Соперники вышли на платформу. Мужик сбросил куртку, покрутил головой, встал в боксерскую стойку. Убер размял руки, попрыгал, похрустел суставами. «Развлекаться, так на всю катушку».

— Понеслась, — сказал Убер.

В этот раз пришлось попотеть. Мужик оказался крепким и опытным в драках. Весом и комплекцией противники были один в один, так что все решали боевые навыки и выносливость.

Обмен боксерскими ударами, затем Убер вышел на силовой прием, ударил мужика по бедру кулаком, после бросил через плечо. Мужик с грохотом обрушился вниз, на бетонный пол, словно мешок с картошкой. «Отлично вышло», — подумал Убер. Всегда бы так. Мужик застонал сквозь зубы. Потом уперся руками в пол, напрягся… Убер покачал головой:

— Все, мужик, мир. Я тебе втащил, ты мне втащил. Успокойся.

— Я тебя зарэжу. Зарэжу. — Он потянулся к поясу. «Ну вот, — огорчился Убер. — А так хорошо все начиналось». На поясе у мужика висел нож в ножнах. Убер видел коричневую лаковую рукоятку.

В последний момент мужик убрал руку, сжал ее в кулак. Убер кивнул. «Другое дело».

Мужик начал подниматься. Когда он встал, Убер коротко и резко всадил несколько ударов в солнечное, в челюсть, под ребра. «Всегда работай связками», — говорил учитель Убера по рукопашке, там, в Якутске. Сто тысяч лет назад.

Мужик задохнулся и упал.

Убер помог ему сесть. Достал из кармана самокрутку, сунул мужику в зубы. Вынул зажигалку, пластиковую, одноразовую. Покрутил в пальцах. «Надо хоть нормальной зажигалкой обзавестись когда-нибудь», — подумал Убер.

Помог мужику прикурить.

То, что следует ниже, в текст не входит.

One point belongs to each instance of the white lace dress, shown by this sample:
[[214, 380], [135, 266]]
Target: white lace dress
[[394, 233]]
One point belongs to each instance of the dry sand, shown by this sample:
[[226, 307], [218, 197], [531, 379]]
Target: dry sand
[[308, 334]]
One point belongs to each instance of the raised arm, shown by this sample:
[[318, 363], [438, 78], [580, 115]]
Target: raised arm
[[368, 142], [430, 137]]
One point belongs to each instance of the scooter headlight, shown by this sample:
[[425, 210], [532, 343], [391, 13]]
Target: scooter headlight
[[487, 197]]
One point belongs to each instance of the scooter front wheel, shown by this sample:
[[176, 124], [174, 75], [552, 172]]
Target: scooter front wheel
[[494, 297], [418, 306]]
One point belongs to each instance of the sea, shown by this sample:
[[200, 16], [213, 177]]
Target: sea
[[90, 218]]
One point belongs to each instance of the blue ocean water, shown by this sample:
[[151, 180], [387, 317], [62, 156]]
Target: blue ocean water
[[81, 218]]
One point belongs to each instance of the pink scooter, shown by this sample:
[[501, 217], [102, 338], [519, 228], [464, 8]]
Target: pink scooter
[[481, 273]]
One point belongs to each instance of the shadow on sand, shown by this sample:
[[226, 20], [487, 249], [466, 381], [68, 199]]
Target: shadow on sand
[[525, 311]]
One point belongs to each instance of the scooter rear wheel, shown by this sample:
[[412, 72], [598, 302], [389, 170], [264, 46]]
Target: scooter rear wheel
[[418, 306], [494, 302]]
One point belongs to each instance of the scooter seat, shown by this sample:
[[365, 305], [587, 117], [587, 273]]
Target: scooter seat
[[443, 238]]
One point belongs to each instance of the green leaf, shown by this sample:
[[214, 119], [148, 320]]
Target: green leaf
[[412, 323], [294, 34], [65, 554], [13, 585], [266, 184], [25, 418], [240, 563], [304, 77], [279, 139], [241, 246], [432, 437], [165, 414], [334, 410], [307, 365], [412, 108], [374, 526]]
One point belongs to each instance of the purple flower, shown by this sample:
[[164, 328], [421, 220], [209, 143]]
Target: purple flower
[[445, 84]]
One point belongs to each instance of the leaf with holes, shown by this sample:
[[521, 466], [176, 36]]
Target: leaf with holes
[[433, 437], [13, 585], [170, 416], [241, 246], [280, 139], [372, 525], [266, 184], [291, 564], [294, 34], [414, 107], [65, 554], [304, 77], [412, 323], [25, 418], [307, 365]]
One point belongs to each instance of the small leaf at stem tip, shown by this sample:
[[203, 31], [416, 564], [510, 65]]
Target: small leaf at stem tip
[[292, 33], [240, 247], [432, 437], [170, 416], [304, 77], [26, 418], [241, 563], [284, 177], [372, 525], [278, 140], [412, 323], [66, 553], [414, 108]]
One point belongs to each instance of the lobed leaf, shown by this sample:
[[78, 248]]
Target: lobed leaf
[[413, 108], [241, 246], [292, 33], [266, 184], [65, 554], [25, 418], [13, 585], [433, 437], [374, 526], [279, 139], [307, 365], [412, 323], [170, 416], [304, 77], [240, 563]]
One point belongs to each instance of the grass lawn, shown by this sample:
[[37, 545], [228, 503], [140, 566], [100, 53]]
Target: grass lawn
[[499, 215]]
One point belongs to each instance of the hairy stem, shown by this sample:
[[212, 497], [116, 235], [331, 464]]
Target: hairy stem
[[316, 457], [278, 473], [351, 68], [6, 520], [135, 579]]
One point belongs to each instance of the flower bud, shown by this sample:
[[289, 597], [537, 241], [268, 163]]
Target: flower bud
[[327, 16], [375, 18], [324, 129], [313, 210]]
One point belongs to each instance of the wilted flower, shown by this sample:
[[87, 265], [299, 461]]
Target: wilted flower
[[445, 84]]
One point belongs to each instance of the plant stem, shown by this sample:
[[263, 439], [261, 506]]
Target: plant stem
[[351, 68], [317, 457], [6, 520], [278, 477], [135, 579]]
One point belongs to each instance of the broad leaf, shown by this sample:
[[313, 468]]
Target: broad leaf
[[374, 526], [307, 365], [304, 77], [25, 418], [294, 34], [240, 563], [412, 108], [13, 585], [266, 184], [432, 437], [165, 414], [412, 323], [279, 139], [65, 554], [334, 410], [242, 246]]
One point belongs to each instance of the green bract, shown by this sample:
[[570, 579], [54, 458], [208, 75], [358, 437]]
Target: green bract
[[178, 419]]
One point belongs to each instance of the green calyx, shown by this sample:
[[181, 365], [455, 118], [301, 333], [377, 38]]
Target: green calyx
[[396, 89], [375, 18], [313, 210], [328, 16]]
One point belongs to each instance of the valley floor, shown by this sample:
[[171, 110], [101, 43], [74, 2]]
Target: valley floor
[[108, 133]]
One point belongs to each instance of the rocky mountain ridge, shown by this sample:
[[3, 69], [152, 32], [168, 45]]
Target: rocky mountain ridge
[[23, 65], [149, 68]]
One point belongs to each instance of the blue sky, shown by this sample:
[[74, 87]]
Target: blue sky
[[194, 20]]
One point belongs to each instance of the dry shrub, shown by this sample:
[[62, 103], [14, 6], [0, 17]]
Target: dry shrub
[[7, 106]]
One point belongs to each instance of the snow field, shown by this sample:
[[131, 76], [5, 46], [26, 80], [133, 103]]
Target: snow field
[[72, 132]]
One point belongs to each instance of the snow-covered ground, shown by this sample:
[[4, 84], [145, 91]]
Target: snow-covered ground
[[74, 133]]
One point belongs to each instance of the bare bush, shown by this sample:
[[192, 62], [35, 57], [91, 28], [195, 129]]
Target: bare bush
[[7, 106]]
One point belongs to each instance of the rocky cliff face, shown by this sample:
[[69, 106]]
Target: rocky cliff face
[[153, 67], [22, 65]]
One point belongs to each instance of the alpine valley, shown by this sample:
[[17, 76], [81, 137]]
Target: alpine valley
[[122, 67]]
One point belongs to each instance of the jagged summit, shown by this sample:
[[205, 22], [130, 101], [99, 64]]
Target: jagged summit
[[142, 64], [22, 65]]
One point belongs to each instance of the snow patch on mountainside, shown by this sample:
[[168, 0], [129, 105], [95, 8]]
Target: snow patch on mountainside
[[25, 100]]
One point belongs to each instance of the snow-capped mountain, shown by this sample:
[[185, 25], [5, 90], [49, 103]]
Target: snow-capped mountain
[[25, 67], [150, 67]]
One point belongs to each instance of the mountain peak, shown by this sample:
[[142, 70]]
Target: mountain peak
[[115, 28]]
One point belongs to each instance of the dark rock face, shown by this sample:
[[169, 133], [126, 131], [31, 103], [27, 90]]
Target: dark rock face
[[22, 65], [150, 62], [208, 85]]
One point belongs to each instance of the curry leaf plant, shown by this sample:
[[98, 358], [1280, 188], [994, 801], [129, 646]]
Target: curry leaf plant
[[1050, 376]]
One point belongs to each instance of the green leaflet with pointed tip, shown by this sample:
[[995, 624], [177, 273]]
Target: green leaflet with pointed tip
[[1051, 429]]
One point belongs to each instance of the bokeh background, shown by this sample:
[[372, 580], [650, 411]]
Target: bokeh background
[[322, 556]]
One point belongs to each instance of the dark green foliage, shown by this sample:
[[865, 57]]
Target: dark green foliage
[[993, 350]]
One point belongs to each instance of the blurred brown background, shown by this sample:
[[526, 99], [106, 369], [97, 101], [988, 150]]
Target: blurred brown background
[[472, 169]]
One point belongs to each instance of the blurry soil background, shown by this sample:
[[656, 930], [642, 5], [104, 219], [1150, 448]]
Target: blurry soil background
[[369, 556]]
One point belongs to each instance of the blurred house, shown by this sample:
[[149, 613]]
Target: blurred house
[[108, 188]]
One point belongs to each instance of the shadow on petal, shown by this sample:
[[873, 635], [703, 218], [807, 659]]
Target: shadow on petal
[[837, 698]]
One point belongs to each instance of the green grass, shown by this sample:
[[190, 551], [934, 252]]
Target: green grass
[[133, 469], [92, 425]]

Тот затянулся, закашлялся.

— Тьфу, черт, — сказал мужик. — Забористые.

— Дыши глубже, — посоветовал Убер. — Ну, как тут у вас? Только честно.

Местный вздохнул, вынул сигарету изо рта, выпустил синеватый дым. Облако поплыло над платформой. Мужик выплюнул кровь, потрогал пальцами челюсть и почти весело посмотрел на Убера:

— Честно? Полная жопа. Уходи отсюда, странник, пока можешь. Нам уже поздно.

«Интересное заявление». Убер помедлил.

— Несильно я тебя?

— Да не… нормально. Жить буду.

— А зовут тебя как, жилец?

Мужик покосился на него.

— Мамед.

— А полностью?

— Мамед Нуртумбеков.

Убер почесал затылок.

— Даг, что ли?

— Я хороший даг, — почему-то разозлился мужик. Глаза сверкнули. Опять потянулся к ножу. Убер покачал головой — не надо.

Мужик опустил руку. Хорошо. Убер кивнул.

— Ага-ага, хороший. Вас, когда отпиздишь, вы все хорошие.

— Круто ты берешь… — только и сказал Мамед.

— Обиделся? Зря. Ты вроде нормальный мужик, хоть и даг. Но если бы ты нож вытащил, я бы тебя убил. Сначала бы руки переломал, а потом убил на хуй. И на трупе попрыгал. И обоссал бы еще. Но вот видишь, как все хорошо сложилось. Красота просто. Люблю, знаешь, когда никого убивать не надо. У меня такие дни — наперечет.

4. Мика и Нэнни

— Мика, иди мыть руки, — позвала Нэнни.

Девочка подняла голову, затем опустила — волосы свесились и закрыли ей лицо. Нэнни вздохнула. Все опять начинается.

Они вернулись в палатку и позавтракали. Грибы оказались невесть что, суховатые и жесткие, но все же еда. А что будем есть вечером… Нэнни вздохнула. Придется опять ходить по станции, искать какой-нибудь работы. Руки опускаются. Вот так подумаешь об этом — и хочется лечь и никогда не вставать. «А тут еще эта малявка…»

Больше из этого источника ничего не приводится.